Bamboo-zled: Brad Miller Ignites Phillies With a Potted Plant
On Sunday, the Phillies world could not have felt any worse. After losing seven games in a row, including sweeps by the National League East division leaders the Atlanta Braves and by the National League East cellar-dwelling Miami Marlins, the atmosphere surrounding the Phillies was one of pessimism. Enter Brad Miller.
Miller, who once was a 30-home run hitter for the Tampa Bay Rays and was twice released this season and playing for the Triple-A Scranton-Wilkes Barre Rail Riders, seemed to find the perfect spark.
The Phillies defeated the Mets on Monday by a score of 13-7. Granted, part of the situation was that the Phillies lineup had mostly returned to the one that had early success. But the bamboo became a rallying figure. It was good enough.
The potted plant soon would anthropomorphize into Twitter accounts tweeting. Phillies manager Gabe Kapler had a personal bamboo plant for his office sitting on his desk. And, one plant will be heading to Miami with the Phillies this weekend. After all, the plant led to four straight wins, including two walkoff wins in a row, right?
Baseball players have traditionally been very superstitious. Hall of Fame third baseman Wade Boggs ate chicken before every game. All-Star shortstop Nomar Garciaparra would do a toe-tap and adjust his batting gloves before each pitch. So what is a little plant that originated in China?
Miller may have been in the minor leagues when the Phillies acquired him, but he is a veteran player. The 29 year-old began his career in Seattle in 2013. He joined the Tampa Bay Rays in 2016 after a trade and hit 30 home runs for the club. By 2018, he was a trade deadline acquisition for the Milwaukee Brewers.
After passing through the Los Angeles Dodgers, Cleveland Indians, and New York Yankees organizations, Miller joined the Phillies. A bench player, he would be tasked with providing some left-handed at bats on occasion. But what he has brought the club also is a veteran approach. One that knew that the Phillies were much better than the seven-game losing streak they endured.
Enter a silly little plant.
Baseball has plenty of sabermetrics to help identify numerical trends on major league teams. But the game is a very human game played by human players with real concerns. The Phillies are a team who lost Andrew McCutchen, Odubel Herrera, David Robertson, Tommy Hunter, Adam Haseley, Victor Arano and Pat Neshek, and who for a time also lost Adam Morgan and Edubray Ramos.
That can mentally bring the mood down significantly. The team was struggling to score runs. The team was struggling to get outs in the bullpen without their relief aces. Starters felt extra pressure and did not give the team enough innings.

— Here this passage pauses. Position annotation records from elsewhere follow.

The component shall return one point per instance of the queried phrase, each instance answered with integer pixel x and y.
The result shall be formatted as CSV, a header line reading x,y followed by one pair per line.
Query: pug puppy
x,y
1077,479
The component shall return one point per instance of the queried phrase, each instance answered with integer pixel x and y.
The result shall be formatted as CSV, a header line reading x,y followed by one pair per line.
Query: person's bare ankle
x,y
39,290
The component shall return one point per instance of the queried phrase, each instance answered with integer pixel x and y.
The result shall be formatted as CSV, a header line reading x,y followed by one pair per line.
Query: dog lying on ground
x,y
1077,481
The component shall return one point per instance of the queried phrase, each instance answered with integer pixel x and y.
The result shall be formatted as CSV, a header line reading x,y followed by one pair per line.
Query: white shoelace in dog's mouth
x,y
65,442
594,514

Miller's bamboo plant brought the locker room back into focus and helped tune out all the nonsense. Something as simple as a plant - something easy for anyone to acquire - has quickly become a rallying point. It helps the team forget all of the adversity they are facing and relax. It helped re-ignite a fan base that had bought into the season, only to be disappointed.
It brought back the fun Phillies t-shirt market with bamboo t-shirts.
Yes, the Phillies defeated a New York Mets team in all kinds of disarray. But the same Phillies team could not even win a single game from the rebuilding Miami Marlins, the consensus last place team. A four-game sweep is rare, no matter who a team is playing.
After losing seven straight, getting four right back is just what the Phillies needed. If they can carry that momentum into Miami and have success there, they have the potential to keep moving forward and be a legitimate threat in the National League East after all. With 13 games left against the Braves, there is plenty of time to make up a few games.
Last season the Phillies slumped down the stretch. In 2019, if the club can look back to this series as the turnaround point, it will be hard to look at it and not think of one thing: a bamboo plant.